The Keepers est une série documentaire de 7 épisodes diffusée sur Netflix. Elle a pour moi la lourde tâche de succéder à une autre série documentaire de Netflix, Making a Murderer, qui était d’une grande qualité. Avec du recul ces deux affaires n’ont en commun que le fait d’être raconté de façon épisodique. The Keepers et Making a Murderer ont ainsi, de par leur format, la force de nous proposer un récit passionnant mais surtout choquant. Dans les deux cas on se retrouve devant une histoire incroyable et on ne peut que se dire « je ne suis qu’au troisième épisode, mais qu’est-ce que je vais découvrir de pire que ça ? ».
Au départ j’ai trouvé que The Keepers était maladroite dans son introduction, peut-être de par la présence de ces deux « détectives » qui ont tentés de nous introduire à cette disparition de Sœur Kathy et de sa mort et sur les évènements qui ont directement suivi cet évènement et notamment la mort de cette autre jeune fille à quelques jours d’intervalle. J’aurais peut-être préféré une introduction qui ne présentait pas encore les protagonistes de l’investigation d’aujourd’hui. Les quatre épisodes suivants sont passionnants à suivre, l’histoire est raconté de façon plus ou moins chronologique, l’histoire prend une ampleur toujours plus importante. Partant d’un meurtre non élucidé on bascule dans une histoire glauque de pédophilie à grande échelle et d’implication douteuse entre église et autorité (policière et judiciaire). En cela cette histoire vaut le coup d’être vu tant elle est incroyable et dont il apparait difficile de douter d’une part de sa véracité au vu de la multitude des témoignages.
Pour autant une des faiblesses de ce documentaire à mon sens comparé à Making a murderer c’est l’omniprésence de témoignages qui compose essentiellement le fil de cette reconstitution, alors même que l’autre série Netflix avait la richesse de se baser sur une multitude de preuves (plan, enregistrement, pièces à conviction). Certes les deux histoires ne sont en rien comparables et la base des éléments qui composent les documentaires sont forcément liés aux affaires. D’autant plus que lorsque l’on regarde The Keepers ont comprend vers la fin les différentes raisons qui font que ces preuves matérielles sont si absentes. Pour autant cela faisait de Making a Murderer un documentaire vraiment très fort et immersif que The Keepers n’a pas réussi à égaler.

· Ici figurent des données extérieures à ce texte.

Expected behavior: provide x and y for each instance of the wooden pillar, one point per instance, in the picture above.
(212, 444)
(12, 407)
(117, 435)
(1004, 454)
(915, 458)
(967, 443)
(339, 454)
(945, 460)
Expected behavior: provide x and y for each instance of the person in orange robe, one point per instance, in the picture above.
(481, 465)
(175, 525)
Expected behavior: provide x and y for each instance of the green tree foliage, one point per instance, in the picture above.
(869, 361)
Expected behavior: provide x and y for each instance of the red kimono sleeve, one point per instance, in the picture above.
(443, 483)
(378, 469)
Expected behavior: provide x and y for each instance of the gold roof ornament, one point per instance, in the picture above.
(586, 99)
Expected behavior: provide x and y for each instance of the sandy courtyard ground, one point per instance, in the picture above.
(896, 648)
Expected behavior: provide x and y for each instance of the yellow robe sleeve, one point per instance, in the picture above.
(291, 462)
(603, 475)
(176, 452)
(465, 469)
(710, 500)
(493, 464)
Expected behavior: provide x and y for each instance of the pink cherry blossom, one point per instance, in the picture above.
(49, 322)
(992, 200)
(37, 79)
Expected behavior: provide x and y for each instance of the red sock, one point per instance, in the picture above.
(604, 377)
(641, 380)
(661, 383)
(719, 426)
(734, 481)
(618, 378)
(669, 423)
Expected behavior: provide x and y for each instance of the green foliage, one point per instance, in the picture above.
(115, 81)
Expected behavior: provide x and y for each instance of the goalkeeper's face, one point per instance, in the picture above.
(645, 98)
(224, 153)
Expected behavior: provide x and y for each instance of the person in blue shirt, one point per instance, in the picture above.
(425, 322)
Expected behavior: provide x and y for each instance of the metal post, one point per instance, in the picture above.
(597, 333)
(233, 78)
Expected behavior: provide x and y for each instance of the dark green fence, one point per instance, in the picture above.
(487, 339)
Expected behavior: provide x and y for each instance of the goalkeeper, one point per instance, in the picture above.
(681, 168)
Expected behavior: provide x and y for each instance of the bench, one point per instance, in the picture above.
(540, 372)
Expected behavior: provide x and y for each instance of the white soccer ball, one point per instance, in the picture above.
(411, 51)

L’autre point qui me pose problème avec ce documentaire c’est la complexité de l’histoire. On part au départ d’un meurtre, pour aboutir à une vaste affaire politique qui implique de nombreuses personnes. Plusieurs pistes autour du meurtre de Cathy ont été évoquées pendant tout le documentaire, mais je regrette que le final ne se soit pas plus centré sur une synthèse de ces pistes et que des hypothèses n’aient pas été plus mises en avant par les « enquêtrices ». Je pense qu’à ce stade elles avaient suffisamment d’éléments pour émettre des suppositions que le téléspectateur aurait pu garder en tête. Certes elles n’ont pas la réponse, mais elles semblent suffisamment proche et c’est dommageable de ne pas avoir tenté des hypothèses de conclusions. De la même manière toute l’affaire politique apparait comme morcelé, beaucoup de personnes et d’organisations semblaient impliquées et je pense que le final aurait pu bien plus pointer du doigt et synthétiser les trous de cette affaire. Au final The Keepers a décidé de conclure sur les victimes de Maskell, ce que je ne peux vraiment leur blâmer, parce qu’après tout c’est pour elles que Cathy se battait. Mais ce documentaire laisse tout de même un drôle de sentiment d’inachevé et pas tant parce que nous n’avons pas toutes les réponses qu’on espérait, mais parce que la conclusion m’a semblé bien brouillonne.
Pour autant, on ne pourra pas reprocher à The Keepers d’avoir, à la différence de Making a Murderer, pris lourdement parti dans son sujet. La série a laissé de nombreuses pistes ouvertes, n’a exclus que peu de choses, les « enquêtrices » n’ont pas arrêté de vouloir trouver des preuves, de tenter de toujours corroborer les témoignages avec des faits. En cela le travail est remarquable et il vaut le coup d’être vu.